Li Ka Hou C, Gulia Ashish, Duffaud Florence, Jones Robin L
Sarcoma Unit, Royal Marsden and Institute of Cancer Research, London, UK.
Department of Oncology, Oxford University, Oxford, UK.
Oncol Ther. 2025 Mar;13(1):1-9. doi: 10.1007/s40487-024-00317-z. Epub 2024 Dec 9.

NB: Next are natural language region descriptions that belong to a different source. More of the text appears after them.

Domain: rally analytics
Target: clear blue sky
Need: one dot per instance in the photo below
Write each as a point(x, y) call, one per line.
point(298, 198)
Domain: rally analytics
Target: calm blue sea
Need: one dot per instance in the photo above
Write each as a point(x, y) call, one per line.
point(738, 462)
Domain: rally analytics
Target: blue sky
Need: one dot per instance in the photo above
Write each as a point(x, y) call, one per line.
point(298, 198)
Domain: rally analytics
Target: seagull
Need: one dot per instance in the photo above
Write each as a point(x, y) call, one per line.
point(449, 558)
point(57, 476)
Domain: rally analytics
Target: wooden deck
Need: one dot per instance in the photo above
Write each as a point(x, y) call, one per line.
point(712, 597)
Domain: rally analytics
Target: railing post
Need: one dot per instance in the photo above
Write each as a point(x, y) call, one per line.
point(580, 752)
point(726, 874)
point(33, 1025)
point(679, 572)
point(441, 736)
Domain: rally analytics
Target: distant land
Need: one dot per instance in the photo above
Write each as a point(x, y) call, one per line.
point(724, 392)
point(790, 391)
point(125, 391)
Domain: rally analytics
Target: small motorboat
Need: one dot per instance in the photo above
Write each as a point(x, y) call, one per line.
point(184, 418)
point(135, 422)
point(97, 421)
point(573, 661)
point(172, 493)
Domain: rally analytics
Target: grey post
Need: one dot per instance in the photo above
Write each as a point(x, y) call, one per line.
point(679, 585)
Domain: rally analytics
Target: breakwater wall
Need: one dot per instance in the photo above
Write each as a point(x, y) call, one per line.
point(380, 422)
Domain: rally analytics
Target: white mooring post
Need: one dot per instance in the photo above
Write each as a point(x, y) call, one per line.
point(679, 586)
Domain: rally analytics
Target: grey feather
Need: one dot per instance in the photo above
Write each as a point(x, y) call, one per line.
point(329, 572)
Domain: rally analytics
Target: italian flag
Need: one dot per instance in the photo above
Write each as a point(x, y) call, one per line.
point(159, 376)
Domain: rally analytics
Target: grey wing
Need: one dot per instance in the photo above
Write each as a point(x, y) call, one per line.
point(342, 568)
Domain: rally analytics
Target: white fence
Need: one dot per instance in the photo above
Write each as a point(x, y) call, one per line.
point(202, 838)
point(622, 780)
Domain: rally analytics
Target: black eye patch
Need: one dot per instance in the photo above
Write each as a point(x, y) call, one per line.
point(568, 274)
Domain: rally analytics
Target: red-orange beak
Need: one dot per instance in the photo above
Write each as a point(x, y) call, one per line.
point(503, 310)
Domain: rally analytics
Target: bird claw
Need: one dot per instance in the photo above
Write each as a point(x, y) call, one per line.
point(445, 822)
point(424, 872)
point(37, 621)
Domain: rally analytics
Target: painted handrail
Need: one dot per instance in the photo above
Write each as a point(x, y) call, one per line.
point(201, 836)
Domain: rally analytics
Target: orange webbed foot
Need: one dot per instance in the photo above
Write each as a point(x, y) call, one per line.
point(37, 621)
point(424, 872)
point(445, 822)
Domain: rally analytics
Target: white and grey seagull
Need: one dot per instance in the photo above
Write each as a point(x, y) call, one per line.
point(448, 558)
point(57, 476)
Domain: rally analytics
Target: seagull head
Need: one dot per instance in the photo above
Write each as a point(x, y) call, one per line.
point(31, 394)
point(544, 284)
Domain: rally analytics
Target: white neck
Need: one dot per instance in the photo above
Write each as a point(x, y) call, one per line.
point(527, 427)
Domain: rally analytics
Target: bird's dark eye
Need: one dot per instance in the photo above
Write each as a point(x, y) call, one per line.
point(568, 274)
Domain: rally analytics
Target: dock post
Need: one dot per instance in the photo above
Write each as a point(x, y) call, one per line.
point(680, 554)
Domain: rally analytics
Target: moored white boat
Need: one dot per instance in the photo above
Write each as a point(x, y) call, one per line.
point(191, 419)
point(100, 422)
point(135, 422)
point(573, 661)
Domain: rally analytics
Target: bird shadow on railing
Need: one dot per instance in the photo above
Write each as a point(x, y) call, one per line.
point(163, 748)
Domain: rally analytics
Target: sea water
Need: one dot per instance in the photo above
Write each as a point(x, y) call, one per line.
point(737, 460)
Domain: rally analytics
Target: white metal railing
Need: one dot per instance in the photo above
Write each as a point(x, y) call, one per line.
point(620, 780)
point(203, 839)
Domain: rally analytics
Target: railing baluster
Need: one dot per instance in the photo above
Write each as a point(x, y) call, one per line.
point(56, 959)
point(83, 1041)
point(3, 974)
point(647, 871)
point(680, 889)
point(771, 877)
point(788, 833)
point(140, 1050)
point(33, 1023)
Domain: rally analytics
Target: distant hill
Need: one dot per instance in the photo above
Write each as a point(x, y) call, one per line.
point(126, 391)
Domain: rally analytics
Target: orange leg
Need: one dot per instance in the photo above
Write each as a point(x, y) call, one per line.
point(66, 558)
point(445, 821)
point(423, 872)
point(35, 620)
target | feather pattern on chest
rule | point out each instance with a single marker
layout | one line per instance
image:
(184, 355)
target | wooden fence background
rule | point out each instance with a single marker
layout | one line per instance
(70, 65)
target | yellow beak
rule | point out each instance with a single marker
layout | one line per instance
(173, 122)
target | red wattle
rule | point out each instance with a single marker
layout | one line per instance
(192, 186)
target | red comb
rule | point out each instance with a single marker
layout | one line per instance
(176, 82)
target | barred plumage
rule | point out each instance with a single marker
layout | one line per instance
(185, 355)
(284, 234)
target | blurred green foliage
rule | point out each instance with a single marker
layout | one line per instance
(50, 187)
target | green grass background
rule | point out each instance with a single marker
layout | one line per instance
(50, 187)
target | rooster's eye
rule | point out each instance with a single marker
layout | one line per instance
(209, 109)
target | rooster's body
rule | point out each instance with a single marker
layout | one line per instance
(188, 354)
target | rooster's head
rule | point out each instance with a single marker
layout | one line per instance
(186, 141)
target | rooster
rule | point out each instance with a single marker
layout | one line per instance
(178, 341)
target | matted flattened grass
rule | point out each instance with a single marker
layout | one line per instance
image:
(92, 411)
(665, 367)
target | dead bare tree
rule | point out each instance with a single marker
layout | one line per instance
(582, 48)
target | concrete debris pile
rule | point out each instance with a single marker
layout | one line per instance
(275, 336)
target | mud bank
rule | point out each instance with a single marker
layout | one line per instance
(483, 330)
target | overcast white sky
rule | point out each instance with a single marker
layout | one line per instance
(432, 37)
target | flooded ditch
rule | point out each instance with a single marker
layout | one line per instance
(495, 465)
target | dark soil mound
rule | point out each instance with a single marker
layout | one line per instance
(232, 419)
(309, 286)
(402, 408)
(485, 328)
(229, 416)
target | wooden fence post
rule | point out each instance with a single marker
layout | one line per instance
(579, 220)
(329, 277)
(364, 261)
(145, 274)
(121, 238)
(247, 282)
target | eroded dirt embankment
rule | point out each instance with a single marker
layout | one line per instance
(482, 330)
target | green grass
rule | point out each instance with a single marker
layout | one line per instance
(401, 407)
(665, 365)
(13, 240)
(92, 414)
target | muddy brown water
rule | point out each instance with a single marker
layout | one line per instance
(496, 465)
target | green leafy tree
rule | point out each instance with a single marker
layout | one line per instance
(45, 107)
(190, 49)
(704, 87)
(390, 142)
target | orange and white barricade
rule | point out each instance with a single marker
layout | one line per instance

The systemic treatment landscape for advanced and metastatic chondrosarcoma, a malignancy with limited responsiveness to conventional therapies, has always been notoriously challenging. While standard chemotherapy offers minimal benefits, certain subtypes, such as mesenchymal and dedifferentiated chondrosarcomas, have shown some response to systemic therapies initially developed for other sarcomas. Investigational strategies are focusing on molecular targets, including mutations in the isocitrate dehydrogenase gene (IDH), signaling pathways, such as hedgehog and death receptor 5 (DR5) and immune modulation. IDH mutations, notably found in conventional and dedifferentiated chondrosarcomas, have prompted the evaluation of IDH inhibitors, which have demonstrated promising efficacy in preclinical and early clinical trials, despite limited data in chondrosarcoma. Additionally, the hedgehog pathway, implicated in chondrosarcoma progression, has been targeted with inhibitors, although clinical translation has shown mixed results. Immunotherapy, including programmed cell death 1 (PD-1) checkpoint inhibitors and chimeric antigen receptor-T (CAR-T) cells, is also being investigated but faces challenges due to the immunosuppressive tumour microenvironment. Among new approaches, DR5 agonists such as INBRX-109 have shown single-agent efficacy, with minimal toxicity, opening possibilities for use in combination therapies to improve outcomes. Given the heterogenous and treatment-resistant nature of chondrosarcoma, we highlight the need for multi-omics and genetic profiling to guide personalized, combination therapies that target multiple carcinogenic pathways. The integration of multi-targeted approaches could enhance efficacy, address tumour heterogeneity, and overcome resistance, presenting a hopeful direction for systemic therapy in this challenging cancer. The investigation of combination regimens with IDH inhibitors, immunotherapy and DR5 agonists hold promise for transforming the management of advanced chondrosarcoma.
晚期和转移性软骨肉瘤是一种对传统疗法反应有限的恶性肿瘤,其全身治疗领域一直极具挑战性。虽然标准化疗的益处微乎其微,但某些亚型,如间充质和去分化软骨肉瘤,对最初为其他肉瘤开发的全身治疗显示出一定反应。研究策略集中在分子靶点上,包括异柠檬酸脱氢酶基因(IDH)突变、信号通路,如刺猬信号通路和死亡受体5(DR5)以及免疫调节。IDH突变在传统型和去分化软骨肉瘤中尤为常见,这促使人们对IDH抑制剂进行评估,尽管软骨肉瘤方面的数据有限,但IDH抑制剂在临床前和早期临床试验中已显示出有前景的疗效。此外,刺猬信号通路与软骨肉瘤进展有关,已成为抑制剂的作用靶点,不过临床转化结果喜忧参半。免疫疗法,包括程序性细胞死亡蛋白1(PD-1)检查点抑制剂和嵌合抗原受体T细胞(CAR-T),也在研究中,但由于免疫抑制性肿瘤微环境而面临挑战。在新方法中,诸如INBRX-109等DR5激动剂已显示出单药疗效,且毒性极小,为联合疗法改善治疗效果带来了可能性。鉴于软骨肉瘤的异质性和治疗抵抗性,我们强调需要进行多组学和基因分析,以指导针对多种致癌途径的个性化联合疗法。多靶点方法的整合可以提高疗效、解决肿瘤异质性并克服耐药性,为这种具有挑战性的癌症的全身治疗提供了一个充满希望的方向。对IDH抑制剂、免疫疗法和DR5激动剂联合方案的研究有望改变晚期软骨肉瘤的治疗方式。